東京が元スペイン代表MFシャビ(34=バルセロナ)の獲得を目指し水面下で動いていることが3日、分かった。大物助っ人外国人を複数リストアップし、その中でパスサッカーのスペシャリストが浮上している。代理人などを通じて交渉に入る。オランダ代表MFスナイダー(30=ガラタサライ)もリストに挙がり、C大阪FWフォルラン(35)に続く世界的ビッグネームどりへの動きは今後、本格化する。来季日本代表FW武藤嘉紀(22)との夢のコラボが、Jリーグで見られるかもしれない。

 超大物外国人獲得に向けて、来季リーグ初制覇を狙う東京が静かに、そして大胆に動きだした。バルセロナでプレーするシャビを、水面下で調査開始。シャビ側の人物と接触している。まだ条件提示や正式オファーには至っていないが、夢のビッグネーム獲得を実現するために、情報収集を行い移籍交渉に入る。東京関係者は「具体的には何も決まっていない」と明言は避けた。

 シャビはバルセロナで育ち、バルセロナで大活躍してきた。スペインリーグ優勝は7度、欧州チャンピオンズリーグ(CL)は3度制した。スペイン代表としては2010年W杯南アフリカ大会の初優勝に大きく貢献。パサーとして人並み外れた視野の広さで、ボールを配給した。アルゼンチン代表FWメッシという最高のフィニッシャーとのコンビで、「バルサスタイル」を築き上げた1人だ。

 今季、プロデビューし13得点を挙げ東京のエースに成長した武藤へのパスの出し手となれば、爆発的な得点力アップが見込める。さらに、東京が獲得に乗り出している川崎FのFW大久保も加われば、夢のコラボが実現する。個人で打開できる武藤や大久保を、後方から操るシャビ-。そんなJリーグでは類を見ない超豪華布陣に、サッカーファンの胸は高鳴る。スタジアムで一目見ようと、ファンの新規開拓にもつながり、Jリーグ全体の活性化が期待される。

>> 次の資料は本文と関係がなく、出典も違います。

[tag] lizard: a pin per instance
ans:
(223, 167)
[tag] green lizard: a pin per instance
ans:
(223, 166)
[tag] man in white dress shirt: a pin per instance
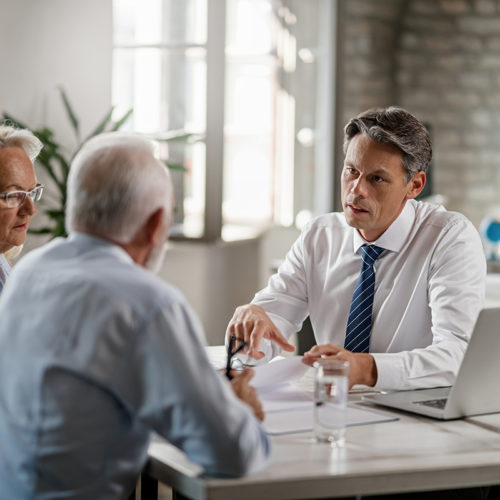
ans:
(96, 352)
(429, 279)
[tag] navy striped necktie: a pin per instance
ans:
(359, 324)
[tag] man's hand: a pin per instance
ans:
(251, 323)
(362, 367)
(242, 388)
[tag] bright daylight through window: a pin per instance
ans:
(243, 149)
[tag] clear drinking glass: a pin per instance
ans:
(330, 400)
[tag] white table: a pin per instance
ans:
(411, 454)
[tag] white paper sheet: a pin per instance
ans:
(288, 408)
(279, 371)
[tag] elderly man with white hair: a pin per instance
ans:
(96, 352)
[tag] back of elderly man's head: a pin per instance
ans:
(114, 186)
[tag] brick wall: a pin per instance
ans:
(440, 59)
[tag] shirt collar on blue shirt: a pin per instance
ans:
(395, 235)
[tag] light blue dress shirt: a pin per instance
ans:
(95, 353)
(4, 271)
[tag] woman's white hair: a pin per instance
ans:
(115, 183)
(25, 139)
(21, 138)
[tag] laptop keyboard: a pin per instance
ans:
(433, 403)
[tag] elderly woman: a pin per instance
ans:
(18, 191)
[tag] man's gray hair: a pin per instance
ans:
(115, 183)
(399, 128)
(21, 138)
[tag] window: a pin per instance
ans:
(224, 79)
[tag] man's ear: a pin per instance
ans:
(154, 225)
(415, 185)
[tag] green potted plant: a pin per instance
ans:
(56, 164)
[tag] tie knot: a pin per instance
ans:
(370, 253)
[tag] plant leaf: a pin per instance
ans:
(119, 124)
(11, 120)
(71, 115)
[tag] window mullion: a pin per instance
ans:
(216, 28)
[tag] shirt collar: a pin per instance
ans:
(395, 235)
(87, 242)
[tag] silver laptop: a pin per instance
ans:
(476, 387)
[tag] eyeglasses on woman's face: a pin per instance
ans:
(14, 199)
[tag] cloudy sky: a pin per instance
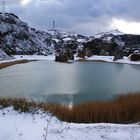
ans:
(83, 16)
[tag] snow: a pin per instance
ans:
(43, 126)
(125, 60)
(30, 57)
(113, 32)
(109, 59)
(81, 40)
(67, 39)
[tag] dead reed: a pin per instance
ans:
(124, 109)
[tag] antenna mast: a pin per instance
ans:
(3, 7)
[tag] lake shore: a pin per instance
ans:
(18, 121)
(10, 63)
(20, 59)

 シャビは来日経験もある。クラブW杯出場のため11年12月に来日し、同杯優勝を果たした。その際には横浜などを観光し、日本に好印象を抱いていたという。首都クラブである東京からのオファーを受けることになれば、当時の経験はプラス材料になる。昨季リーグV逸し、ルイスエンリケ監督が就任するとシャビの放出が現実味を帯びた。今季のスペインリーグ開幕前には、高額年俸でオファーを出したカタールクラブへの移籍話も浮上した。来年1月で35歳になるシャビにとって、初めての移籍を模索している今こそが、東京が狙うには絶好のタイミングといえる。

 実現には、年俸など多くのハードルが存在する。現在の年俸は推定で10億円近い。中東クラブとのマネーゲームになれば、かなわない。C大阪のフォルランで6億円といわれており、条件面でシャビの年俸にどれだけ迫れるかがポイント。スポンサーなどのバックアップは必要になる。東京はシャビとは違ったパサータイプのオランダ代表MFスナイダーもリストアップ。初優勝を狙う東京は、大きなチャレンジに挑もうとしている。

 ◆シャビ・エルナンデス

 1980年1月25日、バルセロナ郊外のテラッサ生まれ。91年にバルセロナの下部組織入りし、98年にトップ昇格。98-99年のリーグ優勝に貢献し、翌年はMFグアルディオラ(元バルセロナ監督で現Bミュンヘン監督)の故障もあってレギュラーに定着した。99年ワールドユースでは、決勝で日本を破って優勝。00年11月のオランダ戦でA代表デビュー。08年の欧州選手権ではチームを優勝に導くとともに大会MVP。10年W杯南アフリカ大会優勝。Aマッチ通算133試合13得点。170センチ、67キロ。